The president of my company, Mark Griffis at Aviture, posed a question to all of us months back: What is your “Why“? What drives us in our position at the company, in our careers, in our lives? Why are we here? I believe his goal was to inspire us to identify our own career path, desires, and goals and to take ownership of them. With the support of him and everyone else at the company, lets start achieving those goals.
First it starts with Why. The why is what subconsciously got us to where we are now. It’s what gives us energy. It’s what makes us feel successful, and happy. It’s an underlying force that influences our decisions and our future. If we can understand our why, we can harness that internal drive and start leading our careers down a path that innately gives us energy and allows us the highest chance for success.
My Struggle to Why
Uncovering and understanding my why was tough.
I have always been a determined, career oriented person. I have advanced very quickly and have made my career what I have wanted it to be. But I couldn’t readily answer my why. Of course I strived for
certain hygiene factors and some superficial things like: high salary, being a top performer, recognition and having fun.

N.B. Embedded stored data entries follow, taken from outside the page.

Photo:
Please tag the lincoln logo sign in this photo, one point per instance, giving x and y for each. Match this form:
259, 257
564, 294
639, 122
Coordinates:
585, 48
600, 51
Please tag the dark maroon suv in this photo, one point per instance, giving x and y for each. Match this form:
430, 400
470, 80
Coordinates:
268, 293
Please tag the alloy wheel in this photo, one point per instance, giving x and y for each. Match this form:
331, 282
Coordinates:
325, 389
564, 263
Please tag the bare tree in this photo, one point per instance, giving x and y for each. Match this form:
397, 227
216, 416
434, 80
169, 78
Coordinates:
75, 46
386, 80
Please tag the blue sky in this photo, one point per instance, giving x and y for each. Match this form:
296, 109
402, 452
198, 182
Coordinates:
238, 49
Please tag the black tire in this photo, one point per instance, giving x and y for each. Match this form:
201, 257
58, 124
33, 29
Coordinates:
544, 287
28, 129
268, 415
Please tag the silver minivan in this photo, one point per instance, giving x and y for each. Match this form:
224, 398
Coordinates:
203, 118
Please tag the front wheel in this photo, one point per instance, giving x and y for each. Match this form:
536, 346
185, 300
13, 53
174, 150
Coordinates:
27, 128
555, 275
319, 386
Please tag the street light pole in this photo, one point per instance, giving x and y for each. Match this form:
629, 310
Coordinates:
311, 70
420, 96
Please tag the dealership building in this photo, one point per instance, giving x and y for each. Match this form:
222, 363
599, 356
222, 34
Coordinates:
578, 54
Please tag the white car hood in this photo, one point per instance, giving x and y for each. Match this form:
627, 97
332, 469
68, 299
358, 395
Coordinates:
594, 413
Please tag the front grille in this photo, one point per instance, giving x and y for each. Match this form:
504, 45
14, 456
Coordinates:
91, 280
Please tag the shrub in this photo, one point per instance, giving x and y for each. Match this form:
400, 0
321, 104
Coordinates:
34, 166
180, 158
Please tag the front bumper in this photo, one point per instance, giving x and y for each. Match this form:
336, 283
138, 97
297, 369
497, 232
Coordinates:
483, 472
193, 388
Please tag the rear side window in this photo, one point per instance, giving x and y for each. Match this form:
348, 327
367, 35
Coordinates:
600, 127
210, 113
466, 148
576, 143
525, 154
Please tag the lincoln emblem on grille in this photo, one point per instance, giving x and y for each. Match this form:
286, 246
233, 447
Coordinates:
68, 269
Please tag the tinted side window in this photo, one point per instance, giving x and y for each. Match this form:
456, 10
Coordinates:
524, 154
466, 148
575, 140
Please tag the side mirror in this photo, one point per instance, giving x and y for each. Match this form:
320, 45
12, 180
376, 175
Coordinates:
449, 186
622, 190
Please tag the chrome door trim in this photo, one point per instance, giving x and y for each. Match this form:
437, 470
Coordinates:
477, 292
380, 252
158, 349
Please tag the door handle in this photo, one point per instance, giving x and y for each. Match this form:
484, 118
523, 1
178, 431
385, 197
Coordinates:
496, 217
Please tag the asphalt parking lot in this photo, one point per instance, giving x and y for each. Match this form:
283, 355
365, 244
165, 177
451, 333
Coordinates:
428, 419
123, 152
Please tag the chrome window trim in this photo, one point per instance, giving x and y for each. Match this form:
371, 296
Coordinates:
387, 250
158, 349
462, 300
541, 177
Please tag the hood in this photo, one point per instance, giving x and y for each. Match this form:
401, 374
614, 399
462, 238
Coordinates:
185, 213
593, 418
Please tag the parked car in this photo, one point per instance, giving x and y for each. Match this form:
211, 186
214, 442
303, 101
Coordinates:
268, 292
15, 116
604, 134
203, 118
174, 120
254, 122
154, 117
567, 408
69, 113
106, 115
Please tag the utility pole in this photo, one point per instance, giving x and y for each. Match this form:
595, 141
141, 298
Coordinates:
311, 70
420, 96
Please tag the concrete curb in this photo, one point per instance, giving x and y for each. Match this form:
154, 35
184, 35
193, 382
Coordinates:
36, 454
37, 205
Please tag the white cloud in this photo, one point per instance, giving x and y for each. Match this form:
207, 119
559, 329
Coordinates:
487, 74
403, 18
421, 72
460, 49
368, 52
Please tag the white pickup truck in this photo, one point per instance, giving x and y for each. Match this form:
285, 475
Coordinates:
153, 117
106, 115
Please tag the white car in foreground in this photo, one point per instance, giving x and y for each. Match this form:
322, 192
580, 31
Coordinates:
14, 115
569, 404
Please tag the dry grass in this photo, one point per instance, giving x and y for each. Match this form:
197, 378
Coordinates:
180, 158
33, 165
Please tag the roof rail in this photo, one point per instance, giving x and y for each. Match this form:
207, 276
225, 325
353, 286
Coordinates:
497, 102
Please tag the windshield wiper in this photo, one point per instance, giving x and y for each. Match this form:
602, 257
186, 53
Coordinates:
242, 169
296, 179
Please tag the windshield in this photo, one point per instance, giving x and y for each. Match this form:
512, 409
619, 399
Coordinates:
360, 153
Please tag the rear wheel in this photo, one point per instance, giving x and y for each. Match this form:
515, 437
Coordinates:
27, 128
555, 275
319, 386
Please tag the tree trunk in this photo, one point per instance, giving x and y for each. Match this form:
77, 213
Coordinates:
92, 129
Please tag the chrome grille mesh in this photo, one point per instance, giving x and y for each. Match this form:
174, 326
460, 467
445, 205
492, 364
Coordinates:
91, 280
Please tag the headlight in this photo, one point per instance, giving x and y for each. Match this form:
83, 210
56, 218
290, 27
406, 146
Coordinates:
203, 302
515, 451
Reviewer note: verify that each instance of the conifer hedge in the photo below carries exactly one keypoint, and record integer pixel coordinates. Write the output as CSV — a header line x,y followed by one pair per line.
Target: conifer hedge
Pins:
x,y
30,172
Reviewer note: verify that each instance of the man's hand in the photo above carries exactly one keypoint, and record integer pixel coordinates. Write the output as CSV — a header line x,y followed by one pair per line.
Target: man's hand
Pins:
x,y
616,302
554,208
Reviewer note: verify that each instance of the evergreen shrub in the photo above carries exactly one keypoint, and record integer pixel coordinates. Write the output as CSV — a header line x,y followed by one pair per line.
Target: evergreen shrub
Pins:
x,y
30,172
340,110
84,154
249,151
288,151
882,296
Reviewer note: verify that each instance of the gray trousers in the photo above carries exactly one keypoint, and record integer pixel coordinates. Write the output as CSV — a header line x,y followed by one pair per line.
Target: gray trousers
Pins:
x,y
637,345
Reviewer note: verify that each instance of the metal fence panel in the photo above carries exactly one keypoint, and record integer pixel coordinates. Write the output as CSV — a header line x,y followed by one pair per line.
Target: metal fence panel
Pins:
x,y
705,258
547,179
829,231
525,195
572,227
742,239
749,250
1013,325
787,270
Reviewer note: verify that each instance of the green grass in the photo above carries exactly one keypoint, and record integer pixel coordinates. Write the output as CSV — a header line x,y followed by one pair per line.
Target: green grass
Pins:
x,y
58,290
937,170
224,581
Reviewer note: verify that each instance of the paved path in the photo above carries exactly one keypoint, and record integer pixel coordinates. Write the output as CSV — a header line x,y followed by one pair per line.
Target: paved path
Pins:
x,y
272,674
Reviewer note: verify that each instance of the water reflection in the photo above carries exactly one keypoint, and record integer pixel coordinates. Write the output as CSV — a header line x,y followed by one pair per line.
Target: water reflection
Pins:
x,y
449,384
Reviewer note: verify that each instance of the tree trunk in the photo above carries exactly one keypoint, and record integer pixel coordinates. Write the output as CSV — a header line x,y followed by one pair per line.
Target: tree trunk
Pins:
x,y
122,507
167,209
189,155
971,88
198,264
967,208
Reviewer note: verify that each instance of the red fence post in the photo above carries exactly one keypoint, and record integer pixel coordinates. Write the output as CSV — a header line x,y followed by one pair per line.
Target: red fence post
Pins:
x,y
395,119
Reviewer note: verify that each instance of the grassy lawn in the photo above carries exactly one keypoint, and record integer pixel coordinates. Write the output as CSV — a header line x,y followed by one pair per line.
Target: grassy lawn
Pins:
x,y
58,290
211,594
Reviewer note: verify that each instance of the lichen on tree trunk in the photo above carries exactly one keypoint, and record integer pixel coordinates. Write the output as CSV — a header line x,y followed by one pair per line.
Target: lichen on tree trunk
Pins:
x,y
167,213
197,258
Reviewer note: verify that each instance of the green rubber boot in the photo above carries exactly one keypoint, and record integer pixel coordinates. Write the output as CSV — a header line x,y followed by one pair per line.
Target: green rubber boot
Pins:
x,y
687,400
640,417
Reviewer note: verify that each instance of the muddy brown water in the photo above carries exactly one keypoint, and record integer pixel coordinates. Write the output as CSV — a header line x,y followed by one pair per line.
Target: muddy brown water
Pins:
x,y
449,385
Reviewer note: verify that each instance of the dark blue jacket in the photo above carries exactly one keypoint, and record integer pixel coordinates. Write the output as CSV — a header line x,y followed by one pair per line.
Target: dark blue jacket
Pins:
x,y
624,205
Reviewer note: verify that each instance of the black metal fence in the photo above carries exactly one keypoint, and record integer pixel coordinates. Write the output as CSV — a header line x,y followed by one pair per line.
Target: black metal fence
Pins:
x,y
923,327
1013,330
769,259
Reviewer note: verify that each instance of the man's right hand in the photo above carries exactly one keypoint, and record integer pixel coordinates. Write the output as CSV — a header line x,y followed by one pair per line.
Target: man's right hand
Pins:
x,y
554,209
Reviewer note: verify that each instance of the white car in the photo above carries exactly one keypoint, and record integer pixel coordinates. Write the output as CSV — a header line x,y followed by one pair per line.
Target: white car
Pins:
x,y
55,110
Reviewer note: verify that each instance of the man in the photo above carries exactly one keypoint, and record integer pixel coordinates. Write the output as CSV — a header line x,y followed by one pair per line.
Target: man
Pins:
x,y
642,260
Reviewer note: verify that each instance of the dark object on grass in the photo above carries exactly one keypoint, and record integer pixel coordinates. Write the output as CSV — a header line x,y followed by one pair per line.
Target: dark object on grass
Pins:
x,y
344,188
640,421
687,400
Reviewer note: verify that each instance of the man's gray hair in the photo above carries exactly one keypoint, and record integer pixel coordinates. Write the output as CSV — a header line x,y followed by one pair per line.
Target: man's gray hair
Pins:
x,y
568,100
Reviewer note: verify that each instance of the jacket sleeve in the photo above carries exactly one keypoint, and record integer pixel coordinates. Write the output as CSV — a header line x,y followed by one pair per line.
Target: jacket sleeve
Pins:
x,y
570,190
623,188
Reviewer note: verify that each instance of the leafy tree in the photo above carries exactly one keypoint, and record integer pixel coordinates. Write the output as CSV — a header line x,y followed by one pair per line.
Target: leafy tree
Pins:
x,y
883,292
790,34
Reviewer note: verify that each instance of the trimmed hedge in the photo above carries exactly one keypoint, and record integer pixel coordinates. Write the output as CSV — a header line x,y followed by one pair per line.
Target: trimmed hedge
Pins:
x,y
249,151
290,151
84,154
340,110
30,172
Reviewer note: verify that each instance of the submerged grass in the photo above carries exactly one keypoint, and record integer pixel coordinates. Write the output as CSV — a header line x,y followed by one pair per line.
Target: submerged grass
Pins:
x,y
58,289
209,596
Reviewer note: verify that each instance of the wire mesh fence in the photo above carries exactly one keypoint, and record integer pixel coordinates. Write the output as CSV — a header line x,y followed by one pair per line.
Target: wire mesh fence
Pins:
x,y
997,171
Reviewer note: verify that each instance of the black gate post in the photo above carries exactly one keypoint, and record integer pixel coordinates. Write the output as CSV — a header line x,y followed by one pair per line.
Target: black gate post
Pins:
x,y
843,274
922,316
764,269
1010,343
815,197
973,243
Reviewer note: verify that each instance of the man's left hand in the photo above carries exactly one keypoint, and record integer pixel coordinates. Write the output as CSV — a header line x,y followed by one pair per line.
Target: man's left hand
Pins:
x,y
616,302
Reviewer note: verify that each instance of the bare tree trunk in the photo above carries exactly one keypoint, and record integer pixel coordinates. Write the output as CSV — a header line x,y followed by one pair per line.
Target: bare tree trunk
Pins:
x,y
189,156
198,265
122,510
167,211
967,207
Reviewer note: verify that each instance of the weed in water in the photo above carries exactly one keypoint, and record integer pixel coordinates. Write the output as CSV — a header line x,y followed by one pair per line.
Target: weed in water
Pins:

But what was my drive in pursuing these characteristics in the realm of software, problem solving, the web and agile processes? I spent a week trying to figure out why I really enjoyed writing software one day, learning agile another, mentoring new college grads a month later, and catching up on UX design principles right after. I was confused why it was so hard, until it clicked.
I like to solve problems in innovative ways. For me, Innovation isn’t about giving people what they want, but what they didn’t know they needed. When a group starts hearing these off the wall, innovative solutions they all of a sudden need them and start seeing a future they didn’t realize was there. Â I like to be a driving force in that discovery and change.
I like to implement those ideas. I want to make a real difference. I want to see those ideas through and learn from them. Learn what works and doesn’t work so next time I can apply the good concepts and discard the bad.
Innovative problem solving is my base but I am also really good at software and web development. I can learn and apply technical concepts, the latest technology, and computer science very quickly. I have always had a passion to understand all the things around technology which has excelled my abilities in actually implementing these innovative ideas. I focus on web development over other tech because it has the biggest opportunity to impact the most people at once, to help the most people at once. That drive of problem solving for large numbers of people and my development abilities mixed together is definitely why I am here at Aviture.
Problem solving for me isn’t limited to just software. My interests fluctuate between new technologies, product improvements, and people problems. These are prioritized with what I think will have the greatest impact at the time. I co-found the Agile for Defense Meetup because I discovered that many teams and smart, innovative people were not producing anything useful on their projects. It’s often not any individual’s fault or problem, it’s the situation, system, assumptions, lack of ownership and empowerment which has lead to software being built the way it was. For a handful of us, we saw a way of improving that which was mostly solving people problems: how we communicate what’s desired, how we work together, and how we cultivate an innovative approach to producing usable software. This problem at the time had a much greater impact than any particular software problem on the project I was working on. So that interested me the most and I was really driven to solve that human problem.
I find myself going back and forth between technology, product improvement and people problems. Â It’s what is needed at the time mixed with the most innovative ideas I can implement that will make real differences. That’s what drives me. That’s my why.
Since identifying my why a couple months back, I have been able to effect change that I am excited about.
I have started taking conscious and intentional actions in leveraging my drive at work. I started to identify opportunities to participate in innovative solutions on the projects I am working on, and on project I am not. Some of my most energetic and exciting days have been days helping other teams with high impact innovations that I have already exhausted on my current team.
I have had help from others in satisfying my why. After sharing my first draft with our president, I have had very open and frequent discussions with him about ideas, options and opportunities that could fulfill my why. Mark has engaged in it so much he sometimes questions ideas of mine on how they may conflict or not line up entirely with my why. This level of engagement would not have been possible without writing down and sharing my why.
I have started activities outside of work that give me energy and happiness. Agile for Defense was one success of this that I hadn’t formally broken down and understood. With my new found clarity, I have shared my desire for innovation and brainstorming with others who have a similar drive and we are starting to brainstorm on unbounded inventions. This is a new exploration for me that I am excited to see where it leads.
My changes are rewarding in and of themselves, but they are one sided. I haven’t gotten to explore what would happen if I were aware of your Why. What could we start accomplishing if we understood what drove each other? So I ask you to do the following:
Consider your Why. Write it down. Share it. Be proud of it. And most importantly, start achieving it.